O ocaso anunciava a hora de regressar a nossas casas, e perguntei à Isabel quantos dias assim nos reservaria a vida. Uma tristeza bailou nos seus olhos cálidos, uma premonição ou uma certeza que a juventude não me permitiu detectar. Os nossos passos pareciam não deixar pegadas na areia, mas sim rastos de esquecimento, como se fossem um modo de dizer silencioso. Caminhávamos abraçados, e cada coisa parecia saída da eternidade, o futuro era tão grande como uma data remota. Não esqueças nunca este dia.

Aquela praia da minha juventude já não existe. A erosão da costa nos últimos quinze anos e algumas derrocadas transformaram-na num reduto inacessível, o areal e a luz desapareceram para sempre e agora vivem apenas na recordação de quem ali passou. Há muitos anos que não vou lá, como se temesse que o regresso àquele sítio fizesse evaporar definitivamente a minha juventude. Quando me despedi da Isabel naquele Agosto não sabia que seria para sempre. Aos dezassete anos há notícias que não se esperam, e à medida que fui crescendo sempre voltei àquele dia na praia para afastar as sombras do passado. Não esqueço nunca aquele dia. A minha memória é também a da Isabel, e estas palavras testemunhos da luz que invadia as nossas vidas. Não sei se serão fieis ao que vivemos ou apenas ecos da saudade, porque as certezas partiram todas contigo, Isabel.


Texto escrito para e publicado originalmente no Sem Pénis Nem Inveja

Saturday 29 September 2007

Um

Bar Marsella, Barcelona. Fotografia de K.
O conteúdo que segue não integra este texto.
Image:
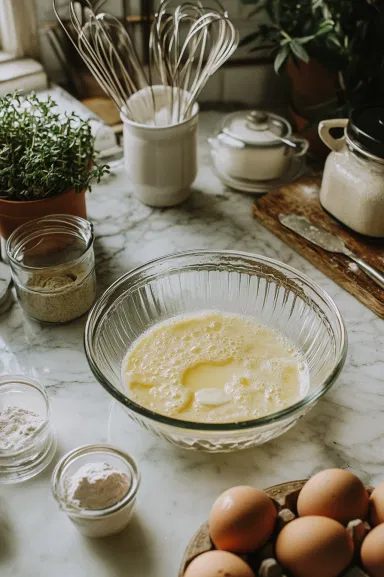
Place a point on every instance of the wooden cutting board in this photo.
(302, 198)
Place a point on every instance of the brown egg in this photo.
(314, 547)
(336, 494)
(372, 552)
(242, 519)
(218, 564)
(376, 505)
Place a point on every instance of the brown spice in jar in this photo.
(60, 297)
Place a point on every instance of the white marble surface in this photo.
(346, 429)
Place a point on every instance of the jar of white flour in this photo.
(352, 189)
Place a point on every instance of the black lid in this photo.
(366, 128)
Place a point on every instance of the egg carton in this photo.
(263, 561)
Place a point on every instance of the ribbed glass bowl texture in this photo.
(269, 291)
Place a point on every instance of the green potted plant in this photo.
(47, 161)
(332, 51)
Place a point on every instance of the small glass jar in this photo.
(33, 453)
(53, 267)
(97, 522)
(352, 188)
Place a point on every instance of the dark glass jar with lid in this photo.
(352, 188)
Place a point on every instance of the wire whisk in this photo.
(188, 43)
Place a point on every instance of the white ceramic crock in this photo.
(161, 159)
(255, 151)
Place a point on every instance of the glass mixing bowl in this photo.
(271, 292)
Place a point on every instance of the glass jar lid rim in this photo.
(36, 231)
(366, 130)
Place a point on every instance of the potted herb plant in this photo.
(47, 161)
(332, 51)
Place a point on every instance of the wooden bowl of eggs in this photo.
(329, 526)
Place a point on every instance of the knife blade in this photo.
(326, 240)
(314, 234)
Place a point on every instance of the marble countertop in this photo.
(346, 428)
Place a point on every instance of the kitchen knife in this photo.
(324, 239)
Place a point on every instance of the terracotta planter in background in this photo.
(13, 213)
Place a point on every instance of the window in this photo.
(18, 30)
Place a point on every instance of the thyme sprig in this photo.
(43, 153)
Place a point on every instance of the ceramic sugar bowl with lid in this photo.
(352, 188)
(255, 145)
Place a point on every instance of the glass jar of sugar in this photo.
(27, 438)
(53, 267)
(352, 189)
(96, 486)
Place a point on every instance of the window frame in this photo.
(18, 29)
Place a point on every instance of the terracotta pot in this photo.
(311, 84)
(13, 213)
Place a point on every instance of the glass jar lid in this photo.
(50, 241)
(366, 129)
(256, 127)
(5, 283)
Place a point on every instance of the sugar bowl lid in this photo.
(366, 129)
(256, 127)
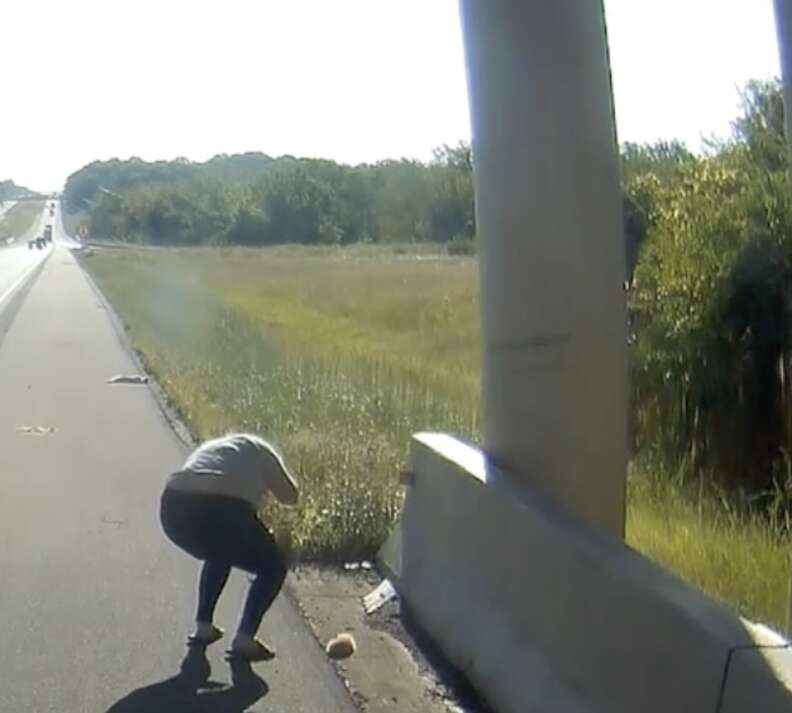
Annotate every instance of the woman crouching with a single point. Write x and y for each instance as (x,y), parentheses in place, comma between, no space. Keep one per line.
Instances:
(210,509)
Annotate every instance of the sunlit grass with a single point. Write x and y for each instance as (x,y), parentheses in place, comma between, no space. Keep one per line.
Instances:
(339,355)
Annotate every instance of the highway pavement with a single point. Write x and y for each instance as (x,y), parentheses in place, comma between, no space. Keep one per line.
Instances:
(94,602)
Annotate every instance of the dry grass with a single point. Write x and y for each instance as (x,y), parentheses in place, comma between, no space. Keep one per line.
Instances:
(339,355)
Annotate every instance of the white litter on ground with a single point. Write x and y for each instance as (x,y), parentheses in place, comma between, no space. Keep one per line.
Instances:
(380,596)
(127,379)
(36,430)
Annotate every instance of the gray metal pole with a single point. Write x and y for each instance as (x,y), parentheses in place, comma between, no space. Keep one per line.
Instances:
(548,209)
(783,14)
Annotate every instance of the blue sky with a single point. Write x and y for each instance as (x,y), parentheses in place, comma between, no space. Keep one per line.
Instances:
(353,80)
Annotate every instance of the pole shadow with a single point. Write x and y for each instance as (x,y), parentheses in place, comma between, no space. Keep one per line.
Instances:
(191,691)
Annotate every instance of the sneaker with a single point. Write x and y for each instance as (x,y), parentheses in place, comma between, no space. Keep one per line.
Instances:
(205,633)
(246,647)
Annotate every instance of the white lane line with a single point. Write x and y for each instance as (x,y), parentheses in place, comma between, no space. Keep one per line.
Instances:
(21,279)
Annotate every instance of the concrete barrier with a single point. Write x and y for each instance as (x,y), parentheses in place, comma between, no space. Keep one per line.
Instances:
(545,614)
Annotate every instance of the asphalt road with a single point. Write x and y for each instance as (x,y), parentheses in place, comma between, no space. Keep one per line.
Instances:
(94,602)
(17,261)
(7,205)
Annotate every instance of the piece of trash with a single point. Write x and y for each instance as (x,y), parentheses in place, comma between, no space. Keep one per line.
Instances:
(341,646)
(128,379)
(384,592)
(355,566)
(36,430)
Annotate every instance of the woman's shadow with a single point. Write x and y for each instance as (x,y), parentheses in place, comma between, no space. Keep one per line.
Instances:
(191,691)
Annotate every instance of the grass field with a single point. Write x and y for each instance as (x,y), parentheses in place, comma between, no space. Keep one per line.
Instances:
(339,355)
(19,218)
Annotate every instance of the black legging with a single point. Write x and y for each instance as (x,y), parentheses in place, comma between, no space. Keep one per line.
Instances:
(223,533)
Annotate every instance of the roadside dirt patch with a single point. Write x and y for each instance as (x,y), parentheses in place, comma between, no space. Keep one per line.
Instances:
(391,669)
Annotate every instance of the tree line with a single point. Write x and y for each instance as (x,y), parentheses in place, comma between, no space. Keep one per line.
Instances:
(711,301)
(253,199)
(709,264)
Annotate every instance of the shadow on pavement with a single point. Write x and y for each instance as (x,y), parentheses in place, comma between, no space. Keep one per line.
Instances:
(191,691)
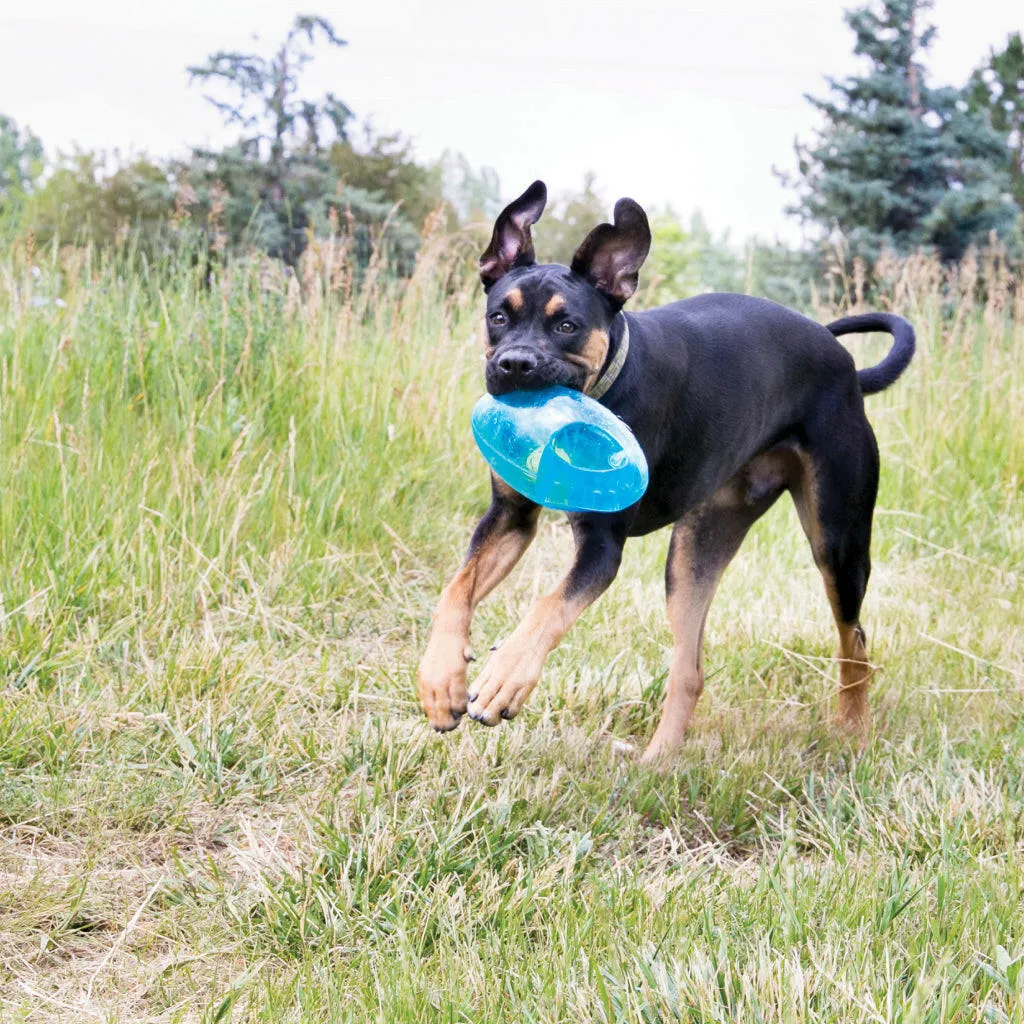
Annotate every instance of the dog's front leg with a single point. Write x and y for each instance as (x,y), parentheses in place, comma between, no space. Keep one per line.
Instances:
(499,541)
(512,671)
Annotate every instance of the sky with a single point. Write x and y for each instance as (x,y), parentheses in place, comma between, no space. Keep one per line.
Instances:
(670,101)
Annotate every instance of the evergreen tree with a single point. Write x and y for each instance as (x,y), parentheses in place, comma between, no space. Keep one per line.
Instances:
(997,89)
(278,181)
(898,163)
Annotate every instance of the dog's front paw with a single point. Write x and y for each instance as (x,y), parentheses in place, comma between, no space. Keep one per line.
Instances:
(507,680)
(441,682)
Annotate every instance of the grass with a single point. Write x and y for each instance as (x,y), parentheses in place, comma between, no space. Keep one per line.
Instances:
(226,514)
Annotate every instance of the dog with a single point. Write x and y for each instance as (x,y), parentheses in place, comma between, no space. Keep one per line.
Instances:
(734,399)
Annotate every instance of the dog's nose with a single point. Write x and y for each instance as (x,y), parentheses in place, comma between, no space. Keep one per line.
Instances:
(517,364)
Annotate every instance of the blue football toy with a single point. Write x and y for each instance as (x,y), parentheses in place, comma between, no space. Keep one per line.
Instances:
(560,449)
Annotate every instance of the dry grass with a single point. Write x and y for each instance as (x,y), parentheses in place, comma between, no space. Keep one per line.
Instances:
(226,515)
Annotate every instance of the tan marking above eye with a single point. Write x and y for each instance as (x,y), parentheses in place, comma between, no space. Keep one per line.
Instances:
(555,304)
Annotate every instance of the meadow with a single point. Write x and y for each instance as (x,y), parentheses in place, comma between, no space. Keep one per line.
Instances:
(226,514)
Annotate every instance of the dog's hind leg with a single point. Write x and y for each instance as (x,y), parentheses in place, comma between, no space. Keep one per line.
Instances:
(704,543)
(498,543)
(835,497)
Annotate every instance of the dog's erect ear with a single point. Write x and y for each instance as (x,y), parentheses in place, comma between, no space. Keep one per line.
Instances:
(511,245)
(611,255)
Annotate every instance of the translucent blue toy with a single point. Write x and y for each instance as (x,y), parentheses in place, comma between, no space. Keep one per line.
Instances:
(561,450)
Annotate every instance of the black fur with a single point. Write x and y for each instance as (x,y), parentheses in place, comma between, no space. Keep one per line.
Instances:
(733,399)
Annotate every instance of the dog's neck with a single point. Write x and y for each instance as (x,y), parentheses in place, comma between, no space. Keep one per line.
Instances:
(617,351)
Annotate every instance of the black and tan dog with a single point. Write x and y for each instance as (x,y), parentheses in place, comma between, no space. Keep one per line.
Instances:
(734,400)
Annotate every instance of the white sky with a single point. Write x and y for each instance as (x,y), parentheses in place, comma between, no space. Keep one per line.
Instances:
(667,100)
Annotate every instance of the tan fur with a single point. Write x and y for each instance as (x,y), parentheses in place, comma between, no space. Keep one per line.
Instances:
(554,305)
(592,355)
(442,670)
(855,669)
(512,671)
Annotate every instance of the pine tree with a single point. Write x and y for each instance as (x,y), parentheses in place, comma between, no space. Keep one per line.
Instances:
(898,163)
(997,89)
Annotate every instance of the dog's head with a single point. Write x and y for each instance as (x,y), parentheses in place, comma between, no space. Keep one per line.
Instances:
(549,324)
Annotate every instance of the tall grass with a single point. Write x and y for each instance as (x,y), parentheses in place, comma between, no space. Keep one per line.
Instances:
(227,508)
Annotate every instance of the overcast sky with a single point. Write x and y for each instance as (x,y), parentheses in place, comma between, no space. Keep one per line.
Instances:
(667,100)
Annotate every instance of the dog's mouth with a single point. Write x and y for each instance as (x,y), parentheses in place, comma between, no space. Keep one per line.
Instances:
(549,373)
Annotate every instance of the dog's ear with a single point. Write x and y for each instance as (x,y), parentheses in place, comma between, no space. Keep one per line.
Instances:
(611,255)
(511,244)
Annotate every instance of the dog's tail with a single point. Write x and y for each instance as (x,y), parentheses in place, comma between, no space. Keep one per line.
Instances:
(879,378)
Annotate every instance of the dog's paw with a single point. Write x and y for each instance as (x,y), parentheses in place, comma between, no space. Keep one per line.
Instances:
(441,682)
(506,681)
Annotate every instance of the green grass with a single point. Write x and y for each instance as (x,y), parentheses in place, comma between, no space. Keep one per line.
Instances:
(225,517)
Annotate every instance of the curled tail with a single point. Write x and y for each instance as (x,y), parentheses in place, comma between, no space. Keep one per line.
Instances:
(879,378)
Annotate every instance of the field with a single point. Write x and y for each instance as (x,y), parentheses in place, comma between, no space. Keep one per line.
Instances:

Na rua, a brisa vinha suave de leste. O odor era pestilento, o habitual naquele cruzamento da Calle Robadors com a Sant Pau e as vozes das putas, dealers e chulos de terceira categoria passavam como uma revoada por nós. Abraçei a Dana com mais força e senti o aroma inconfundível do absinto desprender-se dos nossos lábios. Conseguia detectar, no meio de toda a vileza daquela rua, o cheiro do Outono, o cheiro de um Outono incendiado, que ardia também no meu coração. Senti umas mãos suaves, uma presença, um corpo que se cingia ao meu, o suave roçar daqueles cabelos negros, muito curtos, e do piercing metálico na minha pele. Um corpo que me dizia que já tinha chegado o Outono, e fazia nascer em mim as formas embriagadas dos sonhos, dos desejos e da temperança. Éramos um só corpo, com olhos verdes e azuis, mediterrânico e nórdico, homem e mulher, éramos violinos intocados que esperavam o Outono para soltar a sua música, éramos ossos e carne, éramos vértebras delicadas e sombras esguias, éramos lábios que buscavam lábios, mãos que sonhavam abraços. Ali, naquela ruela das putas, do absinto, dos pobres, dos marginais, dos órfãos de Gaudí, senti a amena felicidade das tardes ocres que passavam, havia algo que talvez nunca chegasse a saber o que era no ar, algo que caía do céu e parecia tocar apenas os nossos corpos.